You can lead a horse to water.....

Does the following scenario sound familiar? Your company invests a significant amount of time, effort and money on a new sales, leadership or customer service training programme. It is launched with a certain degree of fanfare. The launch goes well – there is plenty of initial excitement and enthusiasm. However, in the end, there is little or no tangible improvement in performance and a few years later, more time, effort and money is spent on a new initiative.

Why does this happen?

In our opinion, this conundrum is best summed up by the well worn phrase: “You can lead a horse to water but you can’t make it drink”. No matter what you do, you cannot make your people change the way they behave. They need to choose to do it. Your role, therefore, is to lead them to the water in a way that is most likely to result in them choosing to drink.

So how do you ensure your people make this choice?
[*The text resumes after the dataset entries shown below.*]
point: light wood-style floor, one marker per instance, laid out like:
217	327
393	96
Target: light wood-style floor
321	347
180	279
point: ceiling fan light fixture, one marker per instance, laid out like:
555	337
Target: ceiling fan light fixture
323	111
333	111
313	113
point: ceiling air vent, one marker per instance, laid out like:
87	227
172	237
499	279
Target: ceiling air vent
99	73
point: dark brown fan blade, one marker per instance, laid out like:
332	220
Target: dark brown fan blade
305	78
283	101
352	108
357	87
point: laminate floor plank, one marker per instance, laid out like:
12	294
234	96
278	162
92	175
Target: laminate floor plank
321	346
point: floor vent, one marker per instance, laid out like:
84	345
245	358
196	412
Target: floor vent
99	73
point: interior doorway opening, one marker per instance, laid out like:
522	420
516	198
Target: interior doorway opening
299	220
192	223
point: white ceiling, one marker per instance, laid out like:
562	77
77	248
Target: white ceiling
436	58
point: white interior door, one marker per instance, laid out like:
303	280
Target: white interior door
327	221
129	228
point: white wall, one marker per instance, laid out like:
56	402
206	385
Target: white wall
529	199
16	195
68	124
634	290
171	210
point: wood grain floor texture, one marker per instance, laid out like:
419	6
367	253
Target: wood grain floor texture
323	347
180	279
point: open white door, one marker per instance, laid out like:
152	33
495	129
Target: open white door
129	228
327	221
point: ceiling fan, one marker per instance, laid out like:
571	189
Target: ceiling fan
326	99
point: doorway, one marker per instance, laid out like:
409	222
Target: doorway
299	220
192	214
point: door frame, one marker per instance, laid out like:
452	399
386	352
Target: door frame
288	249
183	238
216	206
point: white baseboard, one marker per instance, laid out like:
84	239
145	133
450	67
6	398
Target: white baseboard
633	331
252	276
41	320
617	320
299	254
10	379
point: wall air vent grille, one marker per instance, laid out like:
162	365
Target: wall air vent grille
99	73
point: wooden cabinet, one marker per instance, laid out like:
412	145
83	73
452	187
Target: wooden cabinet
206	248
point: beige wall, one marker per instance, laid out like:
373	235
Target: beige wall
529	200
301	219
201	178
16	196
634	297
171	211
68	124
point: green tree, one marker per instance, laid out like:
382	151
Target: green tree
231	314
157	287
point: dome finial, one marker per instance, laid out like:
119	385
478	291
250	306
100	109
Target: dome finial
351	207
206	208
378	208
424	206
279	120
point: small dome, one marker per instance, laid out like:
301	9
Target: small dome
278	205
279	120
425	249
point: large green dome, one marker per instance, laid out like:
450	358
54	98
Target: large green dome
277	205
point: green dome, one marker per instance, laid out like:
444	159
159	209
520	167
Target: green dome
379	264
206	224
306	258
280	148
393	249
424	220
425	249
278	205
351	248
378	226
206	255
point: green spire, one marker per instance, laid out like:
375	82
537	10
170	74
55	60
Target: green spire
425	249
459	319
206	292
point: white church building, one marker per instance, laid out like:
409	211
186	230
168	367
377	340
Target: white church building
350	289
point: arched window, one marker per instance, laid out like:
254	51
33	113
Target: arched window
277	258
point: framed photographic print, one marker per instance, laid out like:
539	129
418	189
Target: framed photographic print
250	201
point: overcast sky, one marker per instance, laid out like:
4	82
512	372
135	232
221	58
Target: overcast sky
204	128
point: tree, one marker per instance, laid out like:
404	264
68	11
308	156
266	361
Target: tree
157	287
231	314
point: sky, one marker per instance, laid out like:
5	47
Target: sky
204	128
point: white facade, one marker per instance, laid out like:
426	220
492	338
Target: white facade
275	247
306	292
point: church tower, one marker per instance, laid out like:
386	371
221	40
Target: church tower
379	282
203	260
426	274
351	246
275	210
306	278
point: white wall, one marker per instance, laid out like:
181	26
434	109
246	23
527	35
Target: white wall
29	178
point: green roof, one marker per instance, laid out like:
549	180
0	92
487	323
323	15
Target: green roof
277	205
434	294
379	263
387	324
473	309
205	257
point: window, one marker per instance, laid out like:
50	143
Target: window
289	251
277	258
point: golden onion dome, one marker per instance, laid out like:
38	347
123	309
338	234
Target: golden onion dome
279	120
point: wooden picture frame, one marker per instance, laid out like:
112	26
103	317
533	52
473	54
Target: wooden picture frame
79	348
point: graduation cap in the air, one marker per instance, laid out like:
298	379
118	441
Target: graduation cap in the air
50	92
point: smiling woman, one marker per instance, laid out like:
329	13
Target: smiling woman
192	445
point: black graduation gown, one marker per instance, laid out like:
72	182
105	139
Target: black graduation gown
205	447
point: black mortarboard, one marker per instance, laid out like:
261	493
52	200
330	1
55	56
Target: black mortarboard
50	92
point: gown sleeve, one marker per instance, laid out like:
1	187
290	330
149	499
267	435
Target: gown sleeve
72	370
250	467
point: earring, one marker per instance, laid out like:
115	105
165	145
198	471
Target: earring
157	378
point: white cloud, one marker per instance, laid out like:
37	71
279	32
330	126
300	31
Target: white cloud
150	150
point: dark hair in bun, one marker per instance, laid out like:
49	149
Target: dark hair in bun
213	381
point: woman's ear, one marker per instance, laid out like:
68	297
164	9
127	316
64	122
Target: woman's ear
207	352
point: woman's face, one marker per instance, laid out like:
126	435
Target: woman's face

We believe there are three fundamental drivers:

  • Desire - Your training needs to be engaging enough, challenging enough, motivating enough and compelling enough for participants to actually choose to change what they do. This is not easy as most people are creatures of habit and, however exciting or enjoyable the initial training may be, the vast majority of people will tend to revert back to what they did before. This means attitude, accountability, motivation and commitment should take centre stage in all your training programmes. It is factors such as these that dictate if, and how much, people are prepared to change what they currently do.
  • Pragmatism - Participants need to see how the various models and techniques can work in practice. They need to know how they can be applied to their day-to-day role and how they can help make a difference. The key is pragmatism. Trainers love their diagrams, matrices and theories. They allow them to show their apparent 'expertise'. However, unless it is made clear exactly when and how they can be used in action, they are merely exercises in mental stimulation.
  • Sustainability - Given the prevailing human need to remain in our comfort zones, even the first few gulps of water are unlikely to be enough to reinforce lasting change. Behavioural change will not just happen and the mistake often made is to get swept along on the tide of initial enthusiasm and assume that this time it will be different!! It is therefore critical to take concrete, proactive steps to embed the new behaviours into everyday business activity.  Managers leading by example (to both demonstrate and reinforce best practice) and coaching are absolutely essential. Research has shown that unless training is supported by appropriate management follow-up, there is every chance you will be back at the start of the entire training cycle again in the not too distant future!